En cuanto a Memorias de un antihéroe, es posible que el lector se sienta confuso en algún momento. ¿Por qué ese conformista radical, ese oportunista, captó la atención del autor? No hay una sola respuesta a esta pregunta. Sin duda, en esta long short story se ha introducido el efecto de distanciamiento. El lector no puede conformarse con una lectura rápida que únicamente satisface el hambre de acción; Memorias de un antihéroe es un cuento filosófico. Tiene por objeto despertar el asombro, conducir a la reflexión. Debe mostrarnos la guerra, la ocupación, desde otro prisma, como a través de unas lentes de aumento.

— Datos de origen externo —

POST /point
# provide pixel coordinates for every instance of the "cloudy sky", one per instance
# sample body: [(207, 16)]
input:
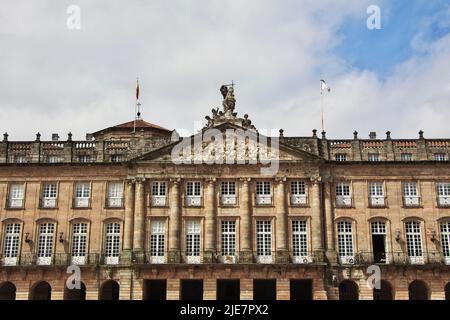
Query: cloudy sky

Eso no es «pequeño realismo». La prosa de Kornel Filipowicz puede compararse con el mejor papel, un papel hecho a mano en el que, al observarlo bajo la luz, vemos una filigrana. Porque, a diferencia de los autores que se dedican a producir en masa relatos para ayudar al lector a huir del aburrimiento, la prosa de Filipowicz, si la leemos con atención, contiene también un autorretrato enormemente sutil del autor. Aquí la filigrana es el humanismo. El hombre erguido, por mucho que lo intente, no es capaz de ocultar su nobleza, ni en la vida ni en los libros.